Why has JSTOR been so successful that it is now a household name among students on both sides of the Atlantic?
Although JSTOR captures journals for the academic community, it doesn’t capture everything. JSTOR chooses a small proportion of the available journals and creates specific subject-based collections.
JSTOR was a collective initiative, rather than the implementation of a single person’s vision. Although Kevin Guthrie wrote the JSTOR business plan, the success seems to have been a combination of the Mellon Foundation’s vision, and a pragmatic management team.
JSTOR appeared at the right place and the right time: JSTOR’s collections are essentially built around a host of non-commercial, not-for-profit journals that had reputation but that lacked commercial awareness.
“JSTOR’s experience demonstrates that, while few libraries were willing to pay for archiving alone, they were willing to pay for access, collection-building, and space savings.”
JSTOR is not primarily about space-saving for libraries – library budgets almost never include capital costs of building and maintaining space. Only 22% of libraries removed hard copies as a result of JSTOR.
JSTOR’s business model had to be a benefit to all parties: to the publishers, the libraries, and to the end users.

There are a few criticisms. The book is too long, at over 150,000 words, and with over 300 pages documenting the first five years of a committee-based digital initiative. But, as can be seen from the examples above, the wealth of well-researched details make this anything but a bland official history. There is no question the book is extensively researched –every statement has an attribution, and, remarkably, the presentations for every JSTOR board meeting, and every email from the time when the events took place, seem to have been preserved. To the author’s credit, the story is far from a collective pat on the back to all concerned.

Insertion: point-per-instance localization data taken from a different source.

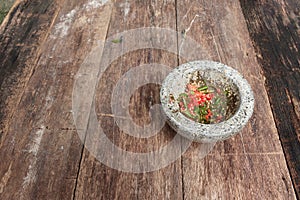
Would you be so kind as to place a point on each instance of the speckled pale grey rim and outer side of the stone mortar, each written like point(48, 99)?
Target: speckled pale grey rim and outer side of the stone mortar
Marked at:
point(210, 132)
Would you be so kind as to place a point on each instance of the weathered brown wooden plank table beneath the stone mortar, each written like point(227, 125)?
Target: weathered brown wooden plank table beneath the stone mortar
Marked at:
point(43, 45)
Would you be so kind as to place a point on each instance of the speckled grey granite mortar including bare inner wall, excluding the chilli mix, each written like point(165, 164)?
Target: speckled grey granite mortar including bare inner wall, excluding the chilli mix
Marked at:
point(175, 84)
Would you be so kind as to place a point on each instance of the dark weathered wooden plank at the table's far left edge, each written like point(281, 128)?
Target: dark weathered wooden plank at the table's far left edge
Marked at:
point(29, 23)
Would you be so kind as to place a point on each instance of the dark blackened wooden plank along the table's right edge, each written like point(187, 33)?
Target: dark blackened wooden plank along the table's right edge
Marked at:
point(274, 29)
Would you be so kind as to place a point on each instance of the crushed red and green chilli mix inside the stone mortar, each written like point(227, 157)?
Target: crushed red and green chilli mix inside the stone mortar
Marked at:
point(206, 103)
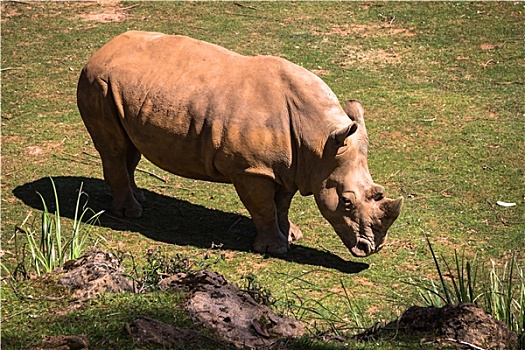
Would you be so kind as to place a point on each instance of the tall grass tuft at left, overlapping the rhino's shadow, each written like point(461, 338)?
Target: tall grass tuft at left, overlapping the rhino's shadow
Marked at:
point(51, 247)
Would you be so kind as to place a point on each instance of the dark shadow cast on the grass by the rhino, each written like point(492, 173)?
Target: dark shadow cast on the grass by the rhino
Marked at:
point(170, 220)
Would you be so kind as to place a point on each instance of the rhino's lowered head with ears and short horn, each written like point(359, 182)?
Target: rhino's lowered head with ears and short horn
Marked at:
point(348, 197)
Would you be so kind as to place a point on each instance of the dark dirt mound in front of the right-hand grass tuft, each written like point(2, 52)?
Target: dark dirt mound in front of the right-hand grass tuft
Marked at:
point(465, 325)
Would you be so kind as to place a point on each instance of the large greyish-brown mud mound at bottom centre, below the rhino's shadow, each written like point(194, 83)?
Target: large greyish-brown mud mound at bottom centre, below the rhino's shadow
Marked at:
point(234, 316)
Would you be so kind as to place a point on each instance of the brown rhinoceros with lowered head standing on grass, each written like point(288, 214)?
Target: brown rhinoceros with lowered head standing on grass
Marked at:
point(262, 123)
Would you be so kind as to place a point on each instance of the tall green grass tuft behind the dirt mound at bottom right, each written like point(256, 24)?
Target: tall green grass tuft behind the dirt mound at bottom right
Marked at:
point(500, 291)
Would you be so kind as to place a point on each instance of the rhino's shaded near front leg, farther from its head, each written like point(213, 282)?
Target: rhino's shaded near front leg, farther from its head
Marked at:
point(257, 194)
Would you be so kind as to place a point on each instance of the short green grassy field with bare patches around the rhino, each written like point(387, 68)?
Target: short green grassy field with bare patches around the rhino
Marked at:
point(443, 89)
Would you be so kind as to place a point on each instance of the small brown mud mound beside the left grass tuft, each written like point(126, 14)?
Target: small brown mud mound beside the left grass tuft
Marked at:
point(95, 272)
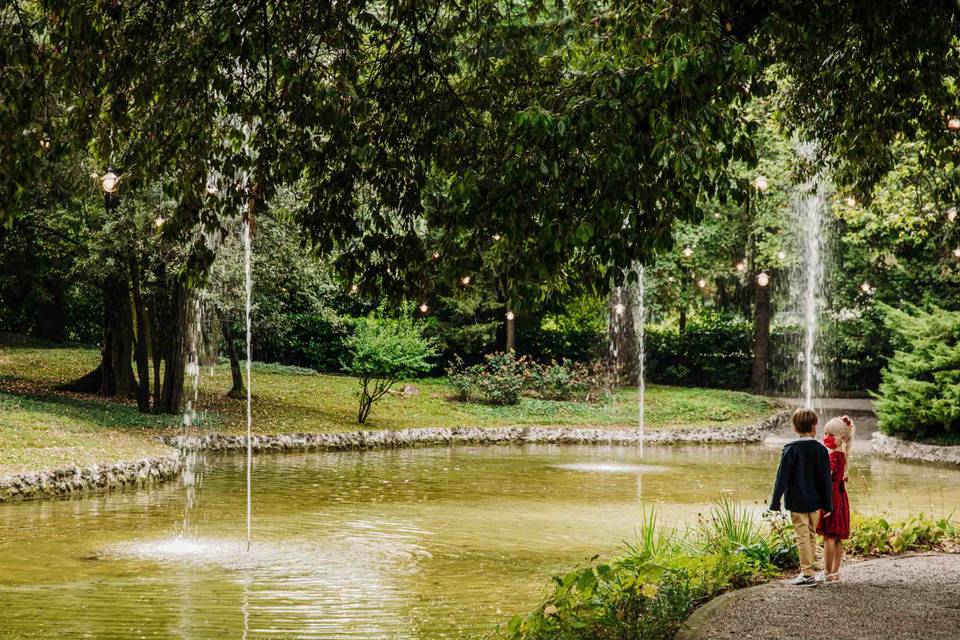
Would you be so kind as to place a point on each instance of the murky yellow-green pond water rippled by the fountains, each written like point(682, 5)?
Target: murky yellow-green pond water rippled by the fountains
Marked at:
point(416, 543)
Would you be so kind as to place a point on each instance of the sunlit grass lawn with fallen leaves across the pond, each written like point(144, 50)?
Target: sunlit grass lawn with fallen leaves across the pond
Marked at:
point(39, 426)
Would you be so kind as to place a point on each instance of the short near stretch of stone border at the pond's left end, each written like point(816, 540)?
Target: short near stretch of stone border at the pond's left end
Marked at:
point(73, 480)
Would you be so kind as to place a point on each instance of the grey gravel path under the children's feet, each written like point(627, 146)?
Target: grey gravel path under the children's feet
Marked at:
point(903, 598)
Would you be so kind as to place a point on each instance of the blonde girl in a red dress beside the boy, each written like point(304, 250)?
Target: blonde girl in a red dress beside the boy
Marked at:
point(835, 527)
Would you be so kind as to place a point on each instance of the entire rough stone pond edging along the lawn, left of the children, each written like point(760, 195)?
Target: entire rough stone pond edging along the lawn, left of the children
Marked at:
point(74, 480)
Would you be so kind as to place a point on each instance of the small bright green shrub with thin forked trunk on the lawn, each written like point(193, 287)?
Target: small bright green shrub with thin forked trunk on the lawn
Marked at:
point(382, 352)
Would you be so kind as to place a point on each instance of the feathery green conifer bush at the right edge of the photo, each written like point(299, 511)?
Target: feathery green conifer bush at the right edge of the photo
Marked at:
point(920, 392)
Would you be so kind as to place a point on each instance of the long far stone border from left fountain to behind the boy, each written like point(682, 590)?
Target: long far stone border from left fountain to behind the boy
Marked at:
point(386, 439)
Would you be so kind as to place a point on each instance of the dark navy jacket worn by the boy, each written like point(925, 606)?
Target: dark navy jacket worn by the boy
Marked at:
point(804, 476)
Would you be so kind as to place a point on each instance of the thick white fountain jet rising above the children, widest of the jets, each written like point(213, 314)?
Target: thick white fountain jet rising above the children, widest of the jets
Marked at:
point(808, 281)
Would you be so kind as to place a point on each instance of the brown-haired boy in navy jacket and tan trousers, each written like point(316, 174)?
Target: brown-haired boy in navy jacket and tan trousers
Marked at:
point(804, 475)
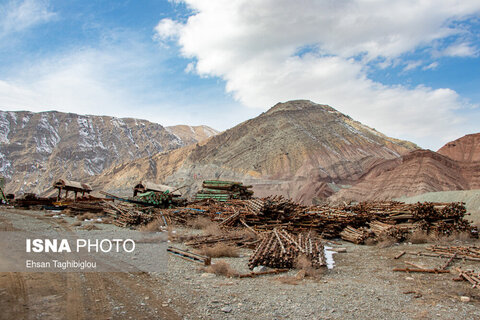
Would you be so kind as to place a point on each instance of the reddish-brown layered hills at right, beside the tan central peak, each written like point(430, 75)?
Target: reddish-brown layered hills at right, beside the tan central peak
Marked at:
point(419, 172)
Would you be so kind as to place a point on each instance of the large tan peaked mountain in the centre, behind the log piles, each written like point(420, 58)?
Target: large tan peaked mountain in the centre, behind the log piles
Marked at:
point(299, 149)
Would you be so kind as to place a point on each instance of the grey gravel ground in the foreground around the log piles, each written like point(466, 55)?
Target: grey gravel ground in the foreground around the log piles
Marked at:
point(362, 285)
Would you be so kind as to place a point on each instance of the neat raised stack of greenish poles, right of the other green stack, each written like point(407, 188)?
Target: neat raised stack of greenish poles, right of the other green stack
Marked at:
point(224, 190)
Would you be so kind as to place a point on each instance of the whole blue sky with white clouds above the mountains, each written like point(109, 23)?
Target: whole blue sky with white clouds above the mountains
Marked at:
point(409, 68)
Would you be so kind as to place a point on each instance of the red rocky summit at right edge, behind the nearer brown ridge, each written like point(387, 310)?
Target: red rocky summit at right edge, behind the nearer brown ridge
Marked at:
point(466, 148)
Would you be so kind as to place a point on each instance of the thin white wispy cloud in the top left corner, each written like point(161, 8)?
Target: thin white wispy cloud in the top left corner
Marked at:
point(16, 16)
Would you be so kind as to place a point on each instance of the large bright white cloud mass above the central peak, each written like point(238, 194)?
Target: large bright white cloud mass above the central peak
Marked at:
point(253, 46)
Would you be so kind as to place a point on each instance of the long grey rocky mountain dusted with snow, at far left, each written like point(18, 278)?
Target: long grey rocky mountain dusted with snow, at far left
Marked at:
point(36, 148)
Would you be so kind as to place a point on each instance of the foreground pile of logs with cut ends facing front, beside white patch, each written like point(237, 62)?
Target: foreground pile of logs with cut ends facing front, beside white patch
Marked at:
point(280, 249)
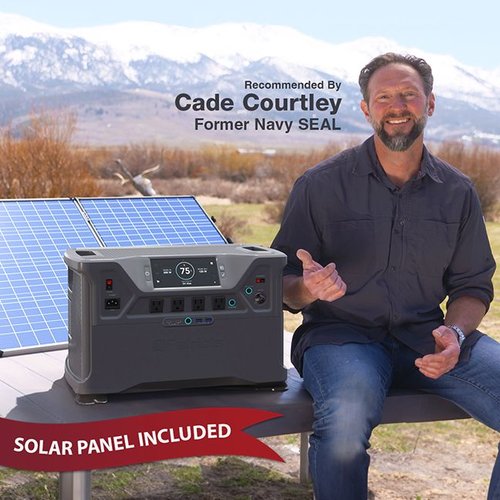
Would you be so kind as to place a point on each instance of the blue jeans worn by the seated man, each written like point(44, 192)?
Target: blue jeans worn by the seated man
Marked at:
point(348, 384)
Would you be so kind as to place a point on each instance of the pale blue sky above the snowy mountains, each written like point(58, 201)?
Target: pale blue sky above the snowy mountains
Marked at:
point(466, 30)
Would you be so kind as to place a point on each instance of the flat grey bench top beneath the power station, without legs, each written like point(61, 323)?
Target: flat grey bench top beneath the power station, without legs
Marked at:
point(33, 389)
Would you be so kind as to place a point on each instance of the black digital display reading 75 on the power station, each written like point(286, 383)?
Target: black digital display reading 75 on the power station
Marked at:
point(185, 271)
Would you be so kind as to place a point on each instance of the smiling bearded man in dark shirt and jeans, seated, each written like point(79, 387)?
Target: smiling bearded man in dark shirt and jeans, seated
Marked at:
point(377, 237)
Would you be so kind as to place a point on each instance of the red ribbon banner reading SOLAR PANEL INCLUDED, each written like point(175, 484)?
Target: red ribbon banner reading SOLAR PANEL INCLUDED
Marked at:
point(124, 441)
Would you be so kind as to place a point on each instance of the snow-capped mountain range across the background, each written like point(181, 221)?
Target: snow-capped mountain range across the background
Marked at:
point(104, 70)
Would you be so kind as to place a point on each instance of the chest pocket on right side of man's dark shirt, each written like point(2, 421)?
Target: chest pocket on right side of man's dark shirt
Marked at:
point(431, 245)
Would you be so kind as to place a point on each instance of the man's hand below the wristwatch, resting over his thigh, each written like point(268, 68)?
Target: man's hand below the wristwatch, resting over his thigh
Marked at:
point(446, 356)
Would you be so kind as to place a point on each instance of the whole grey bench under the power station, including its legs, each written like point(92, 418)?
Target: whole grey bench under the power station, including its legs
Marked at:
point(32, 389)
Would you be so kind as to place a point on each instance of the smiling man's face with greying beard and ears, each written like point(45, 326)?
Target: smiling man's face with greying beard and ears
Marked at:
point(397, 106)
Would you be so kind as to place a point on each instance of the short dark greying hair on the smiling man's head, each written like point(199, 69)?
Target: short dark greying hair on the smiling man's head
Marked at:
point(419, 64)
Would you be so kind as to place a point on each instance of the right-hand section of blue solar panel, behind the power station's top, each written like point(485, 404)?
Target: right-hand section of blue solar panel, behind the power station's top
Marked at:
point(151, 221)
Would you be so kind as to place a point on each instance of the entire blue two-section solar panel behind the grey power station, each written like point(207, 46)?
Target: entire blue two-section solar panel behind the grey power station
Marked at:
point(34, 234)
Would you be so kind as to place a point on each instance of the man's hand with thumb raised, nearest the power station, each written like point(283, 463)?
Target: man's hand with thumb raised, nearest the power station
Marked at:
point(322, 283)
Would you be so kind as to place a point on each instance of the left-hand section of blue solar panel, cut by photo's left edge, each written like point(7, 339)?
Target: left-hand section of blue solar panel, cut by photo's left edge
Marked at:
point(33, 277)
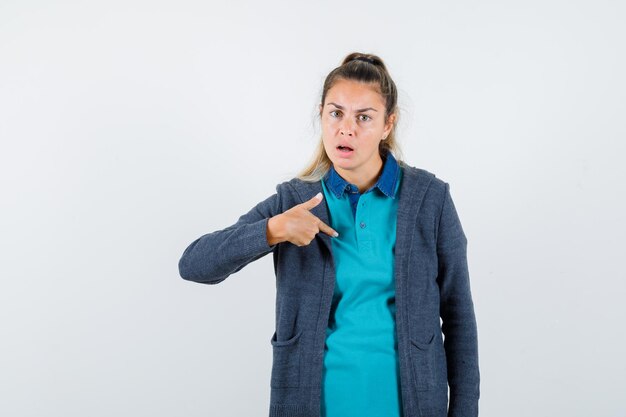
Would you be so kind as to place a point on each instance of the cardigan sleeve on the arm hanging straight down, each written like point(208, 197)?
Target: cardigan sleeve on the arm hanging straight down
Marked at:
point(457, 313)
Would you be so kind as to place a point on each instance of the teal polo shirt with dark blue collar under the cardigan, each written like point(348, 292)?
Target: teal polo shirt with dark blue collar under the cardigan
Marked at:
point(360, 374)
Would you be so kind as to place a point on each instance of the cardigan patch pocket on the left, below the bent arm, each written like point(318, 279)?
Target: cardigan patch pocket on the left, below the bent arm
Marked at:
point(286, 362)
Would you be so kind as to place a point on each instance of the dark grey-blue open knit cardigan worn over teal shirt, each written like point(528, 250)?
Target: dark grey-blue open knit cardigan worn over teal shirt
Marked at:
point(432, 283)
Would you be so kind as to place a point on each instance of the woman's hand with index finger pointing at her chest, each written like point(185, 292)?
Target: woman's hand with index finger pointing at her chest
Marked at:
point(297, 225)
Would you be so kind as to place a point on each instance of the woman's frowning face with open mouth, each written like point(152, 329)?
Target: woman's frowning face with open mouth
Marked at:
point(353, 124)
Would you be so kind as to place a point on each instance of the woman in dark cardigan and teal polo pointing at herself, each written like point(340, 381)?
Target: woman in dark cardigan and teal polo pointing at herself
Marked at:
point(368, 282)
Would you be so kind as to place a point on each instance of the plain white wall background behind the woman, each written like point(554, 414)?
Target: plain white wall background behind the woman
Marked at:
point(130, 128)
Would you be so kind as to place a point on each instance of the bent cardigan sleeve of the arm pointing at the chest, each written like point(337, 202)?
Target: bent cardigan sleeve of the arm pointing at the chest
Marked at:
point(211, 258)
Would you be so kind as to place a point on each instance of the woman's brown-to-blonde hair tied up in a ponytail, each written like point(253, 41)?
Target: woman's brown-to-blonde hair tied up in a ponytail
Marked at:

A more fundamental problem is the author’s attempt to impose a thematic rather than a chronological arrangement. The result at times is a confusion of multiple perspectives that is anything but clear to follow – a more straightforward chronological approach would have been much clearer:

“This may have been impossible at the time … there is evidence to suggest that at the time … JSTOR did not have a clear vision of what its mission and activities would later become … if [they] had a clear vision of JSTOR’s future in 1995, which for these purposes they did not, it is unclear that sharing it … would have been desirable.”

But these faults are forgivable, when the story is such a powerful and inspiring one. As for lessons to be learned from JSTOR’s experience, there are plenty to be seen. After all, the model of an organisation providing digitisation services for publishers on a non-exclusive basis, and even offering the captured files back to the publisher, is very similar to a more recent initiative, albeit one that has been received with very mixed responses: Google Book Search. How one initiative can be seen as an unqualified success, and the other arouse the fury of whole segments of the publishing community, is an indication of JSTOR’s achievement.